On reaching home I showed her the room allotted for her. She entered the room cautiously. The room consisted of a large bed over which was spread a flower-printed bedcover, a wobbly chair that I had bought from a nearby shop three years earlier; a second-hand table on which books were heaped haphazardly, and beside it a small tumbler of water on the ground. She looked around the room with an admiring eye and asked if it were I who kept the room spick and span. Hearing that it was maintained by my servant Gopi she nodded silently. I showed her the bathroom which was attached to the room. She was sweating profusely and was in dire need of a bath. She went to the bathroom immediately, throwing the handbag on the bed. I came to kitchen to prepare tea. From the kitchen I heard the sound of tap water and some fragments of tune that she was humming from time to time. I laid the table for tea on the verandah, and, stretching myself on an easy chair comfortably, waited for her.
‘It is a beautiful place and spending days among such scenes as these is really a blessing’, she said as she came out of the room drying her hair with a towel, drops of water still dangling from her chin and earlobes. And as twilight caught her on the verandah a pale, liquid glow mused on her cheeks.
Instead of sitting on the chair she perched herself primly on the railing of the verandah and gave a far-away look at the sky. Evening was drawing on but had not yet closed in. Silence fell about us. Even in half-light I could see her breast heaving anxiously.
‘You know Amit, all my life I have searched for a place like this, so tranquil, so peaceful’, she said breaking the silence that was almost choking.
‘Those who come from Kolkata find this place attractive at first. But if you stay here for two months, you will get bored like me.’
‘For how many years you are staying here?’
‘You must feel lonely at times, staying so far away from parents, alone.’
‘Sometime. But I have grown used to it’.
‘Why don’t you get married Amit? Then you can bring your wife here. At least it will reduce your loneliness.’

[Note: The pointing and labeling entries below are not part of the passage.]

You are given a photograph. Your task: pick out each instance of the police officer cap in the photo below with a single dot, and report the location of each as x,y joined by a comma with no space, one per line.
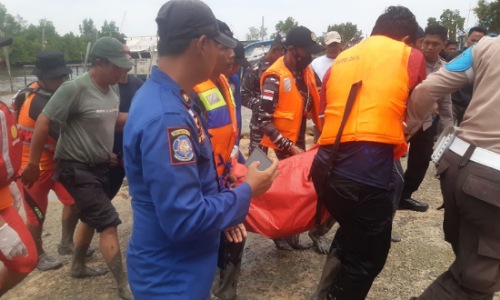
189,19
50,64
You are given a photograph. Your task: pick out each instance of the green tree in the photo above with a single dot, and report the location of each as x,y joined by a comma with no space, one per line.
452,20
349,33
10,25
432,21
87,27
488,14
110,29
285,26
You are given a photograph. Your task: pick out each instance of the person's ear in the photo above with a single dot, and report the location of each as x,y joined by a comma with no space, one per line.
201,44
406,39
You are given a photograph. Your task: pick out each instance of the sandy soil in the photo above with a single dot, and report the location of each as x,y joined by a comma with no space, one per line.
268,273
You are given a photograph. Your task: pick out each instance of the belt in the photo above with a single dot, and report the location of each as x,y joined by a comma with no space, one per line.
481,156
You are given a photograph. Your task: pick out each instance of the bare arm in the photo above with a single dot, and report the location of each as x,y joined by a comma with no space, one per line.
120,122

‘Oh I have thought about it. Maa is trying to find a match for me. But till now she hasn’t been successful. Who will marry me Sudeshna? No girl will be ready to come to a place like this.’
‘Hmm,’ she nodded thoughtfully, and we became silent.
‘Forget about it. Tell me about you. How everything is going? Where were you all these years?’ I said, shrugging my shoulder.
‘Oh that’s a long story. Everything is as usual. Still trying to get a foothold.’
‘I still can’t believe that mashima has given you permission to work in a place like this.’
‘Maa didn’t have any other option. Moreover it looks odd that an educated girl is squandering her time away doing nothing. I can’t live like that.’
‘That’s true,’ I nodded. ‘And if you get this job you can stay here forever, in the lap of nature’, enjoying her beauty.
She paused for a moment to think and then sighed deeply.
‘I don’t know. My life is no longer the same.’
‘Life never remains the same Sudeshna’, I said calmly, putting the accent on the word ‘never’.
‘Yes I know. But my life has changed beyond recognition’, she said, lowering her voice.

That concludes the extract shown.